On top of the debug prints we will delay the work execution by 1sec which fixes optimus.

I hope that from the logs (patch1 vs patch1+patch2) we can see something which can help to narrow down the issue.

Comment 29 Gleb Nemshilov 2017-01-10 22:16:11 UTC

Created attachment 128877 [details]
patch1 (debug only, won't boot)

4.10-rc3 + patch1 (debug only) -- won't boot

Comment 30 Gleb Nemshilov 2017-01-10 22:17:12 UTC

Created attachment 128878 [details]
patch2 (debug+delay, boots up fine)

4.10-rc3 + patch1 + patch2 (debug+delay) -- boots up fine

Comment 31 Gleb Nemshilov 2017-01-13 02:18:14 UTC

It seems that 4.8 is EOL now and 4.9 will be new LTS kernel. Can we expect that the fix (anything that will solve the issue) will land on 4.9.x? At least it could be reverted because for now kernel is unusable and reverting to old 4.4 is not a good idea.

If there's something wrong with the logs, I can try to do some more stuff.

Comment 32 Peter Ujfalusi 2017-01-13 12:36:11 UTC

(In reply to Gleb Nemshilov from comment #31)
> It seems that 4.8 is EOL now and 4.9 will be new LTS kernel. Can we expect
> that the fix (anything that will solve the issue) will land on 4.9.x? At
> least it could be reverted because for now kernel is unusable and reverting
> to old 4.4 is not a good idea.

The patch should be making it's way to 4.9 stable:
https://lkml.org/lkml/2017/1/9/372

> If there's something wrong with the logs, I can try to do some more stuff.

I'm still wondering what debug would be useful, but it is somewhere nouveau_drm.c:nouveau_do_resume().

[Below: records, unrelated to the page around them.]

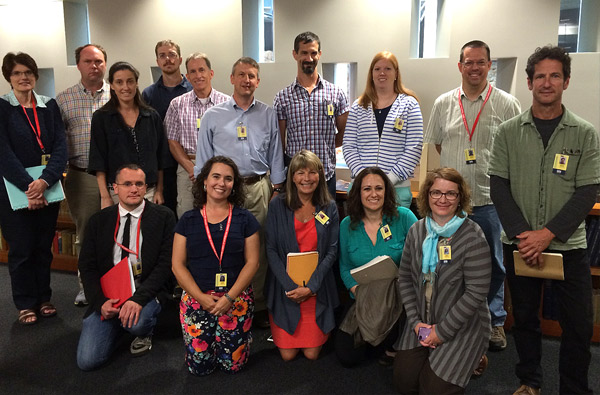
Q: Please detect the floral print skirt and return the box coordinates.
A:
[179,287,254,376]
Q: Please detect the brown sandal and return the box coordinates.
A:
[18,309,37,325]
[471,354,489,379]
[40,302,56,318]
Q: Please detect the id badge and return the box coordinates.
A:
[394,117,404,133]
[438,246,452,263]
[552,154,569,175]
[315,211,329,226]
[327,103,333,117]
[379,225,392,241]
[131,261,142,277]
[465,148,477,165]
[215,273,227,292]
[237,126,248,141]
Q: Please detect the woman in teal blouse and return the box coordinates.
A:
[335,167,417,367]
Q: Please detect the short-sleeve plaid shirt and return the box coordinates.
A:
[164,89,230,155]
[273,76,350,179]
[56,81,110,169]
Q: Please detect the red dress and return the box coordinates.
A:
[269,217,329,348]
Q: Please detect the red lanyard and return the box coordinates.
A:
[21,93,45,152]
[458,84,492,141]
[202,203,233,271]
[115,209,143,258]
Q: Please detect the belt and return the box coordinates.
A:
[242,174,266,185]
[69,163,87,173]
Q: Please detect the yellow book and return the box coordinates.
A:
[513,251,565,280]
[286,251,319,287]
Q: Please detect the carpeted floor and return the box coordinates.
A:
[0,264,600,394]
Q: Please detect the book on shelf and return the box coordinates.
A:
[286,251,319,287]
[513,250,565,280]
[350,255,398,284]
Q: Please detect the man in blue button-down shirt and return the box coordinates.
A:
[194,57,285,327]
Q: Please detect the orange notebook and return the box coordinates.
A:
[100,257,135,308]
[286,251,319,287]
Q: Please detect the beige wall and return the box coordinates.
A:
[0,0,600,129]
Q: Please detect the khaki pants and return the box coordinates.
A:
[177,159,196,218]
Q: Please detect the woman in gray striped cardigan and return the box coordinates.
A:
[394,168,491,394]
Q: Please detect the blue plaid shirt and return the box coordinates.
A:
[273,76,350,180]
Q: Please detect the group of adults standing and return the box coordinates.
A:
[0,32,600,394]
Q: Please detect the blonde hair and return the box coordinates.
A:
[358,51,419,108]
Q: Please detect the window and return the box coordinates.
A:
[558,0,600,52]
[242,0,275,63]
[63,0,90,66]
[410,0,451,58]
[321,62,358,103]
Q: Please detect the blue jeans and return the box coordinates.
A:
[469,204,506,326]
[77,299,161,370]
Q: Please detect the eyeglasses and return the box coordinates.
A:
[429,189,460,202]
[462,60,487,69]
[158,52,179,60]
[115,181,146,189]
[10,70,33,77]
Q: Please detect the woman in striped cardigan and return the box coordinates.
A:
[343,51,423,208]
[394,168,491,394]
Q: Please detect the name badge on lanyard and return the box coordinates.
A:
[552,154,569,175]
[237,125,248,141]
[458,84,492,165]
[315,211,329,226]
[379,225,392,241]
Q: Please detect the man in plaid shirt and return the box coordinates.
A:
[56,44,110,306]
[273,32,350,197]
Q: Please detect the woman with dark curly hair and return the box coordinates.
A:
[0,52,67,325]
[88,62,171,208]
[394,167,492,394]
[336,167,417,366]
[172,156,259,376]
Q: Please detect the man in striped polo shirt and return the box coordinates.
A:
[424,40,521,351]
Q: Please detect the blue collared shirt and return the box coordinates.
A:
[194,98,285,184]
[142,74,192,120]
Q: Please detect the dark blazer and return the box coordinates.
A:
[79,200,175,317]
[265,194,340,334]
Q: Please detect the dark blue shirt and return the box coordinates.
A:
[142,75,192,121]
[175,207,260,292]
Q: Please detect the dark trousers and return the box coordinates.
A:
[0,198,59,310]
[394,347,465,395]
[163,164,177,218]
[333,299,405,368]
[503,244,593,394]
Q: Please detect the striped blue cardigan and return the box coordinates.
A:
[343,94,423,186]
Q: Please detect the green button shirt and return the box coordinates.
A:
[489,106,600,251]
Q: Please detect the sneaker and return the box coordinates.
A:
[129,336,152,357]
[74,289,88,307]
[489,326,506,351]
[513,384,542,395]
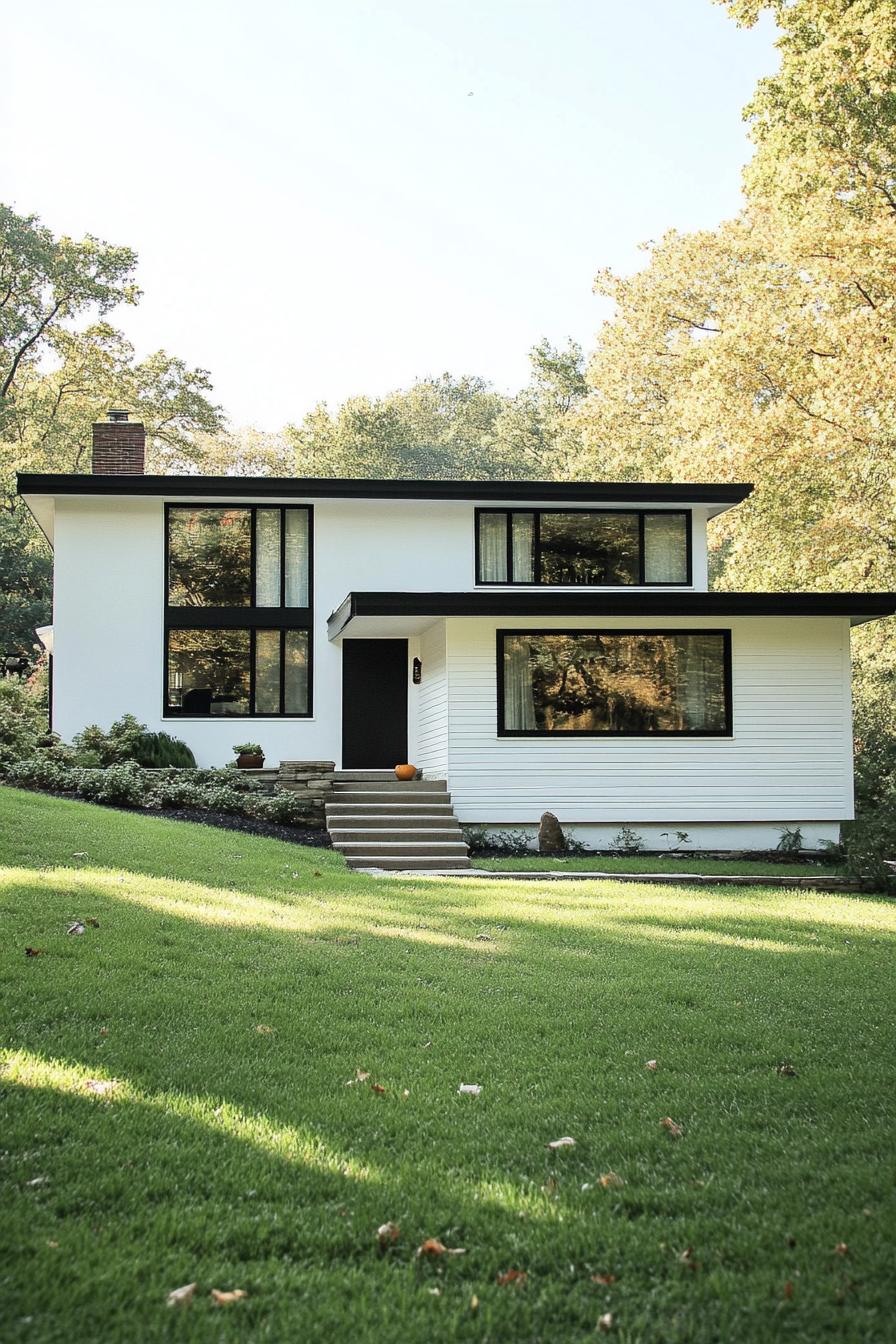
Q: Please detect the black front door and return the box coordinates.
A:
[343,640,407,770]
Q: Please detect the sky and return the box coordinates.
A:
[0,0,776,430]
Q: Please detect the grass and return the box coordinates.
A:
[473,853,844,878]
[0,790,896,1344]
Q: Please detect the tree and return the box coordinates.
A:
[0,206,223,652]
[583,0,896,870]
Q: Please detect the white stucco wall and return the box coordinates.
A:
[446,617,853,847]
[54,496,707,773]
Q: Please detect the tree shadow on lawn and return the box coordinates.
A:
[0,806,893,1340]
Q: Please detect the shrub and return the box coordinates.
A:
[251,789,317,827]
[610,827,643,853]
[133,732,196,770]
[73,714,146,765]
[0,677,47,769]
[70,761,150,808]
[3,754,75,793]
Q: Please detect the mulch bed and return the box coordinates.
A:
[152,808,333,849]
[9,789,333,849]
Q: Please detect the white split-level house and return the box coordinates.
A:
[19,413,896,848]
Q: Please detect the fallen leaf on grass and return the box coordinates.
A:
[165,1284,196,1306]
[494,1269,529,1288]
[85,1078,118,1097]
[376,1223,400,1251]
[416,1236,466,1258]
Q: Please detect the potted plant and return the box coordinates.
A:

But out of curiosity if you could test the patch1.5 applied on top of patch1 and then all three, that would be great. The initial delayed work is disabled several times according to the code, it might shed some lite to the events - but certainly not going to get us closer to the race itself.

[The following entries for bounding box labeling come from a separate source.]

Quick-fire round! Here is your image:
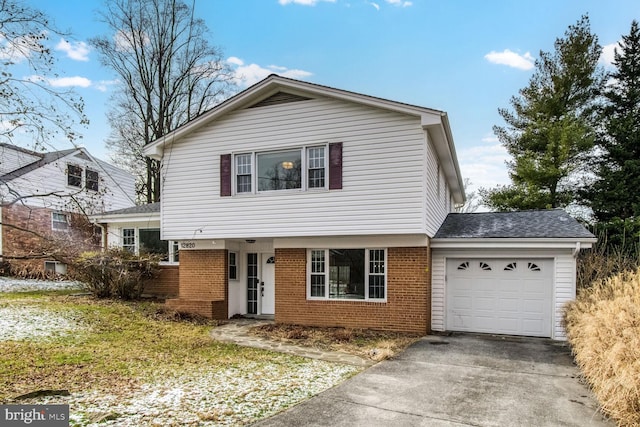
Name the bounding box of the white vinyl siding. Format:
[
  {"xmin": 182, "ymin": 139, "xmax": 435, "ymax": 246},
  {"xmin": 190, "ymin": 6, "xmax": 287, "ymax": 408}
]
[
  {"xmin": 3, "ymin": 155, "xmax": 135, "ymax": 214},
  {"xmin": 161, "ymin": 99, "xmax": 430, "ymax": 240},
  {"xmin": 424, "ymin": 141, "xmax": 451, "ymax": 237}
]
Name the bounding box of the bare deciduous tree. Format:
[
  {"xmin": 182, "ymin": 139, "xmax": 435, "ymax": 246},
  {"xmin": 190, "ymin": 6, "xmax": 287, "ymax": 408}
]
[
  {"xmin": 91, "ymin": 0, "xmax": 233, "ymax": 203},
  {"xmin": 0, "ymin": 0, "xmax": 88, "ymax": 149}
]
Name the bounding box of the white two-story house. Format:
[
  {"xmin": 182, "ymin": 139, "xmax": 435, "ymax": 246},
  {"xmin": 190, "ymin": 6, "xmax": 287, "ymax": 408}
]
[
  {"xmin": 0, "ymin": 144, "xmax": 135, "ymax": 276},
  {"xmin": 145, "ymin": 75, "xmax": 593, "ymax": 337}
]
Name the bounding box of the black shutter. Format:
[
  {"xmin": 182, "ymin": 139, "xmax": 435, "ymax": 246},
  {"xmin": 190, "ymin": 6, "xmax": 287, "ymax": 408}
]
[
  {"xmin": 220, "ymin": 154, "xmax": 231, "ymax": 197},
  {"xmin": 329, "ymin": 142, "xmax": 342, "ymax": 190}
]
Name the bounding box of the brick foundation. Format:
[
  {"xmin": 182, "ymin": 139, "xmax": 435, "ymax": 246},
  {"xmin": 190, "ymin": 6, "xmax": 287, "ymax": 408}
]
[
  {"xmin": 166, "ymin": 249, "xmax": 229, "ymax": 320},
  {"xmin": 275, "ymin": 247, "xmax": 431, "ymax": 334}
]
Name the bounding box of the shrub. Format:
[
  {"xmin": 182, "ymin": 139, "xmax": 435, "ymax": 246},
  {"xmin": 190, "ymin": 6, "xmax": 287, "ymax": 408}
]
[
  {"xmin": 74, "ymin": 249, "xmax": 158, "ymax": 300},
  {"xmin": 564, "ymin": 269, "xmax": 640, "ymax": 425}
]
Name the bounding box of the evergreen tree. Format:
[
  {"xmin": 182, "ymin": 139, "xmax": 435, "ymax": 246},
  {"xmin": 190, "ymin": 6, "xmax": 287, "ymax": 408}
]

Since plain nouveau works w/o the delay it must be the Optimus/switcheroo calls that fails. It might be that we have some work (delayed work?), tasklet run to get the Optimus working and we have execution ordering issue? With delay the theoretical work was running before the poll_work, which w/o the delay the poll_work is executed first followed by the other work?

This is my best bet atm, but I need to study the code a bit more. Debugging DRM just by reading the code is pita ;)

I'll attach the patch1.5

Comment 33 Peter Ujfalusi 2017-01-13 12:38:56 UTC

Created attachment 128929 [details] [review]
Debug patch1.5 for delayed event

It will not solve any issue, but I'd like to see when the poll work is disabled.
The interesting logs are:
patch1+patch1.5
patch1+patch1.5+patch2

Thank you,
Péter

Comment 34 Gleb Nemshilov 2017-01-13 22:59:33 UTC

Created attachment 128942 [details]
dmesg.log for 4.10-rc3 + patch1 + patch1.5

4.10-rc3 + patch1 + patch1.5

Comment 35 Gleb Nemshilov 2017-01-13 23:00:18 UTC

Created attachment 128943 [details]
dmesg.log for 4.10-rc3 + patch1 + patch1.5 + patch 2

 dmesg.log for 4.10-rc3 + patch1 + patch1.5 + patch 2

Comment 36 Gleb Nemshilov 2017-01-13 23:01:54 UTC

Created attachment 128944 [details]
dmesg.log for 4.10-rc3 + patch1 + patch1.5 and "nouveau.runpm=0"

I also did the following:
dmesg.log for 4.10-rc3 + patch1 + patch1.5 and "nouveau.runpm=0" as kernel parameter

So it's the same kernel as with 4.10-rc3 + patch1 + patch1.5

Comment 37 Peter Ujfalusi 2017-01-14 19:58:15 UTC

Gleb,

(In reply to Gleb Nemshilov from comment #36)
> Created attachment 128944 [details]
> dmesg.log for 4.10-rc3 + patch1 + patch1.5 and "nouveau.runpm=0"
> 
> I also did the following:
> dmesg.log for 4.10-rc3 + patch1 + patch1.5 and "nouveau.runpm=0" as kernel
> parameter
> 
> So it's the same kernel as with 4.10-rc3 + patch1 + patch1.5

Thank you for the logs! The race looks to be related to PM indeed. There is one path I can see where work scheduling order can be different when the PM is enabled.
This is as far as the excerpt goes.